Since the 1959 publication of the Russell and Burch book on the Principles of Humane Experimental Technique, there has been conflict over the appropriate terminology to use when addressing the ethical issues involving laboratory animals and biomedical research and testing. Russell and Burch enunciated the 3Rs of Replacement, Reduction, and Refinement, but the 3Rs were relatively quickly encapsulated in campaigns promoting Alternatives to Laboratory Animals. While animal advocates embraced “alternatives” terminology, biomedical scientists mostly did not. For example, the National Institutes of Health (NIH) avoided using the term “alternatives” and wrote about “complementary” or “adjunct” methods instead. The following is a quote from a 1989 US Public Health Service document – “efforts have led to the discovery of research methods that are useful as ‘adjuncts’ to animal research in that they complement animal models but rarely replace them. Thus, these adjuncts are not true ‘alternatives’ – even the use of this latter term can be misleading.”  NIH was unenthusiastic about calls to devote funding to searching for and implementing alternatives.

However, in the past decade, NIH has been instrumental in supporting and developing new technologies that may replace animal models. In 2013, Dr. Zerhouni, the Director of the US National Institutes of Health (NIH), commented at an NIH Scientific Management and Review Board meeting that “the technical ability to knock out any gene in a mouse had led to an over-reliance on animal data and it had not worked.” It was, he further argued, time to “refocus and adapt new methodologies for use in humans to understand disease biology in humans.” Zerhouni’s successor at NIH, Dr. Francis Collins, enthusiastically embraced new non-animal methods being developed and promoted by the Computational Toxicology (CompTox) section at the US Environmental Protection Agency. In a 2016 budget testimony to the US Senate, Dr. Collins went so far as to predict that new drug discovery and development would, within a decade, be primarily fueled by new non-animal technologies. Dr. Collins’ successor, Dr. Monica Bertagnolli, recently announced the Complent-ARIE project that would encourage the development of novel alternative methods or NAMs.

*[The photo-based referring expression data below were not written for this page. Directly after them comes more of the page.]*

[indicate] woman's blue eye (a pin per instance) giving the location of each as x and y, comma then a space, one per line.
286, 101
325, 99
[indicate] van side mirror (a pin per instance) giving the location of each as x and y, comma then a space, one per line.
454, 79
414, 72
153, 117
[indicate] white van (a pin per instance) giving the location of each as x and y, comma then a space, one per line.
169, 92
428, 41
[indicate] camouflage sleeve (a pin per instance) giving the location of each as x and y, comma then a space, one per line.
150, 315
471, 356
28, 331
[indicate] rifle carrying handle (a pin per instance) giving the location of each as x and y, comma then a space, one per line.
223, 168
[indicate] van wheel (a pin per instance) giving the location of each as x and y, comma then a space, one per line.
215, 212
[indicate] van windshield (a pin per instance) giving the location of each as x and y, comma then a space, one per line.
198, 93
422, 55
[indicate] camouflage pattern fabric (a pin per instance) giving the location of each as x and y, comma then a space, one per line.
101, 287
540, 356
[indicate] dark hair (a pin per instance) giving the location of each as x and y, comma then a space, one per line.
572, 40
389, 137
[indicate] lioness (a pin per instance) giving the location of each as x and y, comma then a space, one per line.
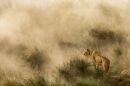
99, 61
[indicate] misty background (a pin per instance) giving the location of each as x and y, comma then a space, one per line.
58, 30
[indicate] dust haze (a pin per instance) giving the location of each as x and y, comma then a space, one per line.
59, 30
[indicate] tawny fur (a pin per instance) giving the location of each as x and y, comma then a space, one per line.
99, 61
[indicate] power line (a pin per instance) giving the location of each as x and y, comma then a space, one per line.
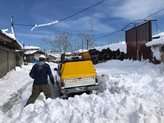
72, 15
83, 10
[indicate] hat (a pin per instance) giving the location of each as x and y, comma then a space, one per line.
42, 57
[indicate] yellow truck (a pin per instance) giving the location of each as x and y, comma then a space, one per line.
77, 73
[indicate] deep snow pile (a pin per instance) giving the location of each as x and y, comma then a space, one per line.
14, 81
133, 93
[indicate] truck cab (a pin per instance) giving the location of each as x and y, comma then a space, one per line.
77, 73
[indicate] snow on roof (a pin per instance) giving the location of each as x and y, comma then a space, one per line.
29, 52
120, 45
54, 54
31, 48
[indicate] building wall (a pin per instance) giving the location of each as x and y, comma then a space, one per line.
7, 60
136, 38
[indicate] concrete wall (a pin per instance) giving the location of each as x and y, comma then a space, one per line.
7, 60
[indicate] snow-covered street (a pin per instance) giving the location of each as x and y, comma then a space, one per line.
132, 92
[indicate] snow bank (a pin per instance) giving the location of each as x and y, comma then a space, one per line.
14, 81
133, 94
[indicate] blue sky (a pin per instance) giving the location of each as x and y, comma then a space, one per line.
108, 17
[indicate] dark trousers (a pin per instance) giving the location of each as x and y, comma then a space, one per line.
36, 90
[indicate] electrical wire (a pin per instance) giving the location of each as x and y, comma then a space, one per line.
70, 16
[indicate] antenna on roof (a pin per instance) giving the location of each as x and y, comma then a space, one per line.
12, 26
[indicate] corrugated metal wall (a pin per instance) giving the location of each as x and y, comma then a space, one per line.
7, 61
136, 39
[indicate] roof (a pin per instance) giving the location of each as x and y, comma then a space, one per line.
31, 48
29, 52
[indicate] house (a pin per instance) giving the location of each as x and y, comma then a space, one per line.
10, 52
157, 46
32, 53
54, 57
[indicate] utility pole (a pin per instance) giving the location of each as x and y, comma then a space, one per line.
12, 26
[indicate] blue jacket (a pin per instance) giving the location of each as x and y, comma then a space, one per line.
40, 72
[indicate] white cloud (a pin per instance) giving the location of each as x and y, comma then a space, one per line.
137, 9
86, 23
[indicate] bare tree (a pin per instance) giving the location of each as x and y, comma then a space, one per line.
87, 40
61, 42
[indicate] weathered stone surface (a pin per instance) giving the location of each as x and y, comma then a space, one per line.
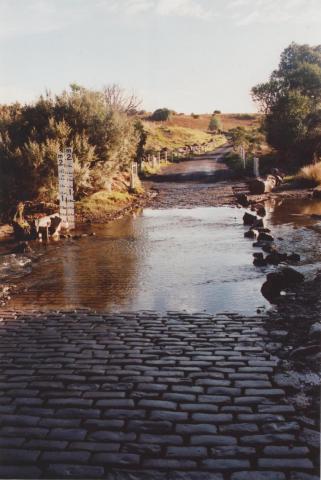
258, 475
139, 396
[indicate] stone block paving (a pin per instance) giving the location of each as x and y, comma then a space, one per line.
146, 396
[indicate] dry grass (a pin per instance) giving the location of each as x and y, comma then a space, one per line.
311, 173
103, 202
161, 135
229, 121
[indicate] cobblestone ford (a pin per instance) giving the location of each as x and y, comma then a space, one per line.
146, 396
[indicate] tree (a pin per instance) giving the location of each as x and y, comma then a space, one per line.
161, 115
215, 125
104, 138
291, 102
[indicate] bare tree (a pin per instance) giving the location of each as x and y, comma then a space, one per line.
116, 97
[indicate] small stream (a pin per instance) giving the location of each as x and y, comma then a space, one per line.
194, 259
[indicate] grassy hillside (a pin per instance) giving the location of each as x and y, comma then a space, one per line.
200, 122
183, 130
162, 134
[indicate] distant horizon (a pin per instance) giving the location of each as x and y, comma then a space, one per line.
187, 55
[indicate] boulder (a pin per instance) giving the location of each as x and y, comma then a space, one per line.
249, 219
259, 262
258, 223
22, 247
21, 228
48, 226
251, 233
260, 210
258, 186
268, 248
274, 258
294, 257
281, 280
317, 192
243, 200
265, 237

In December 2023, the Advisory Committee to the Director (ACD) of NIH released a report titled “Catalyzing the Development and Use of Novel Alternative Methods.” The report’s opening paragraph includes the following sentences. “Increasing use of new and improved biomedical technologies, such as gene editing, artificial intelligence (AI), and induced pluripotent stem cells, are fundamentally changing the way science is done. When successfully combined with traditional research methodologies, these novel alternative methods (NAMs) enable research to be done more quickly, by more researchers, at a more affordable cost.” The sentiments and claims in these two sentences could also be found in materials distributed by animal protection organizations promoting the speed and potential cost-savings using alternatives. The advantages of NAMS are now being embraced to drive more efficient biomedical research.

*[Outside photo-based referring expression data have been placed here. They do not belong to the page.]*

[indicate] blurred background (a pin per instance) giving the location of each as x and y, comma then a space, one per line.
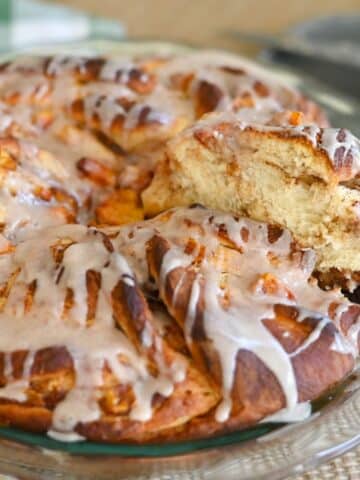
204, 22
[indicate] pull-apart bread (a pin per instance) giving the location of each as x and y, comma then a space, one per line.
188, 324
194, 322
301, 177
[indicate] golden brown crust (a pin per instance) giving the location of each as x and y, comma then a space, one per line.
94, 132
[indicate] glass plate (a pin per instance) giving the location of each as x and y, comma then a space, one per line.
263, 452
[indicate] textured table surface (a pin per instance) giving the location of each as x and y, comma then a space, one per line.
204, 22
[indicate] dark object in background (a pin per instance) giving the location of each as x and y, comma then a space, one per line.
326, 48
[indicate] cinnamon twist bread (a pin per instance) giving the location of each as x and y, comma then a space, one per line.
235, 331
195, 322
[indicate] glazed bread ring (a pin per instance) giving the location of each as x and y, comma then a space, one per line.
194, 322
84, 350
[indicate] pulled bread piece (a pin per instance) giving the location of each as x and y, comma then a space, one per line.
301, 177
190, 324
80, 137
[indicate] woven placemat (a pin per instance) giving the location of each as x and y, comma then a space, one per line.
346, 467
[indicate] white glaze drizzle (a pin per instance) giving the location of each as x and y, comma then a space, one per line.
240, 325
90, 346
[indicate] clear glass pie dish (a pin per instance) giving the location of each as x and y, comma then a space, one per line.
263, 451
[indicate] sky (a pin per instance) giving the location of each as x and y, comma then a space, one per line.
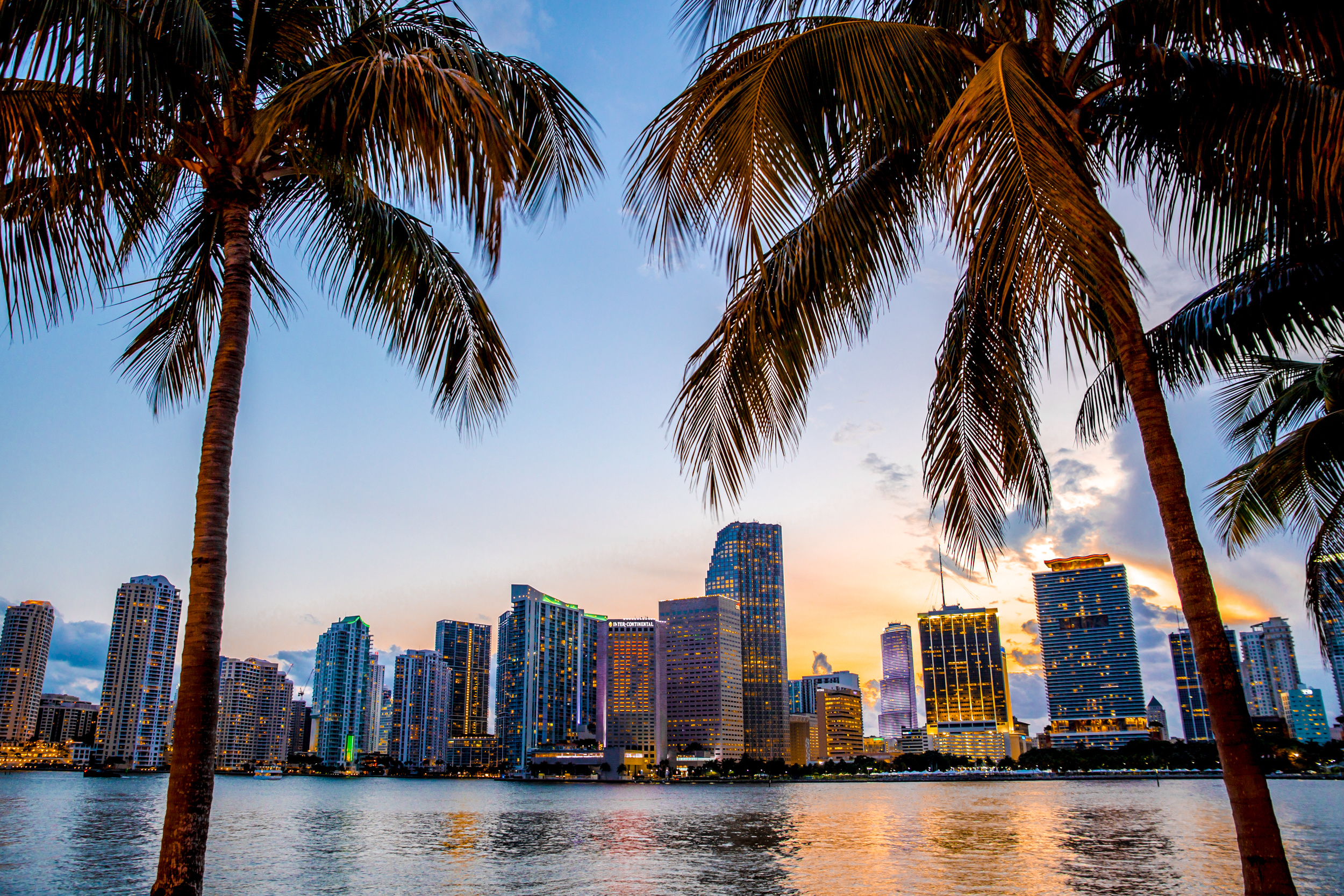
351, 497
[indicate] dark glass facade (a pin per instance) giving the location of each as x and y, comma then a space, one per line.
748, 566
467, 648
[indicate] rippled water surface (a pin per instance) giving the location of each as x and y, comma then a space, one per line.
62, 833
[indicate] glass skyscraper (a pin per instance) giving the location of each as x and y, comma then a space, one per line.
1269, 666
467, 648
547, 687
1194, 706
898, 709
748, 566
1093, 684
340, 688
964, 671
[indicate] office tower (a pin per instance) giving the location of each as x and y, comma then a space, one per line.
839, 722
705, 675
803, 691
1157, 719
804, 738
1305, 714
467, 648
373, 711
1195, 718
636, 685
300, 726
1269, 666
1093, 683
748, 566
253, 727
63, 718
25, 645
898, 708
138, 682
421, 707
966, 683
385, 720
340, 684
547, 688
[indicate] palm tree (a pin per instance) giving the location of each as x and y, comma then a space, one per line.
812, 146
187, 135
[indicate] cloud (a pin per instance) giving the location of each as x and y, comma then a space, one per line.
891, 477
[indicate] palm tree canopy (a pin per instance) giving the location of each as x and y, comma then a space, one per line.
130, 124
818, 138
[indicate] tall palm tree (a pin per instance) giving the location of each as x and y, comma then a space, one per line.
812, 146
187, 135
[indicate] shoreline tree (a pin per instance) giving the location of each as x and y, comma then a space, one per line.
812, 146
186, 135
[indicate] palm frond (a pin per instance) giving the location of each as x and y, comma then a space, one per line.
406, 289
1284, 305
746, 389
778, 117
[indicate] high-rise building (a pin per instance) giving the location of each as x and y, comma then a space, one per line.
300, 726
254, 700
467, 648
1093, 684
1195, 718
1157, 719
1305, 714
898, 704
421, 707
636, 685
138, 680
1269, 666
748, 566
25, 645
63, 718
547, 687
705, 675
373, 704
839, 722
964, 672
340, 685
803, 692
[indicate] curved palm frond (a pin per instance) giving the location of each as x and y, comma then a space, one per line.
819, 289
406, 289
1292, 485
1288, 304
983, 457
776, 120
168, 358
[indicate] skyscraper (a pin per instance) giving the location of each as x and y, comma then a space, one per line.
421, 704
1093, 683
803, 692
705, 673
254, 701
898, 708
547, 687
340, 685
1194, 706
467, 648
748, 566
1269, 666
138, 680
964, 671
25, 645
636, 685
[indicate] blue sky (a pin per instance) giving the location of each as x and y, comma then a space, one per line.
350, 496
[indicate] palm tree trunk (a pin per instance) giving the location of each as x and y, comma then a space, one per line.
182, 855
1264, 865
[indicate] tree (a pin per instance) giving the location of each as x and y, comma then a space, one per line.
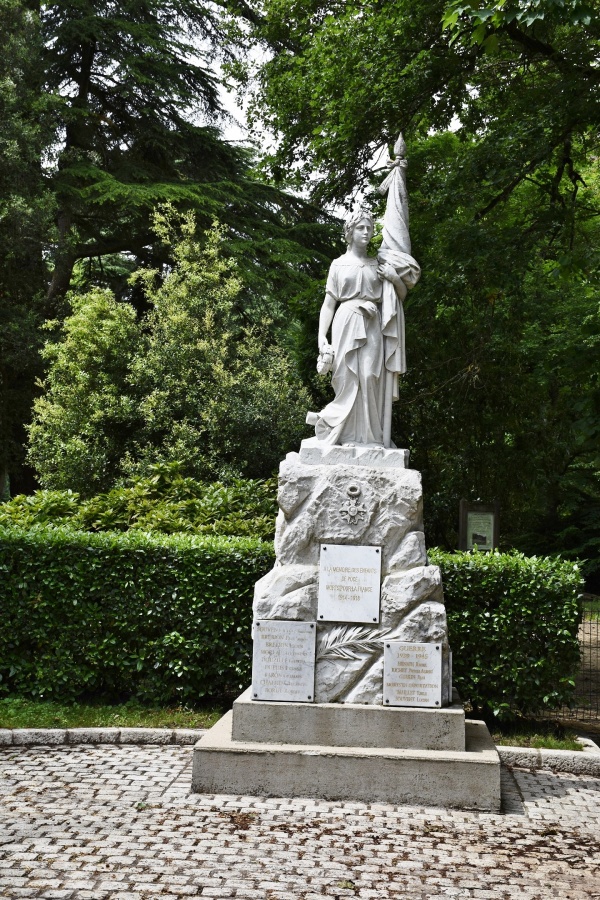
25, 210
109, 110
137, 127
190, 383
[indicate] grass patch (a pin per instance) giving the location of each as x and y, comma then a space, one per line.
540, 735
18, 712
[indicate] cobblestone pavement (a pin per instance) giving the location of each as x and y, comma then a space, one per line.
120, 823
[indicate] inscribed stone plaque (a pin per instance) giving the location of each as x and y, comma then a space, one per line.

The NAMS acronym has fast become one that is all things to everyone. The acronym has stood for New Approach Methods, Novel Alternative Methods, or Non-Animal Methods. It thus covers all the competing voices in the debate over replacing laboratory animals in biomedical research and testing. The opportunities to develop more effective and quicker technologies to investigate disease mechanisms and potential therapies have overcome concerns that embracing the idea of alternatives might confer a political advantage to the critics of animal research. When Elias Zerhouni lamented the lack of results from research on genetically modified mice, he was not implying that animal research was no longer needed. He called for more clinical research and studies using human-derived materials because the genetically modified mice models had not delivered the expected results. The excitement over the potential of new stem cell methods that permit the development of human “organs-on-a-chip” coupled with artificial intelligence algorithms may also be overblown. However, WellBeing International predicts these new technologies will deliver significant progress in new therapies, better risk assessment, and enhanced human (and animal) well-being.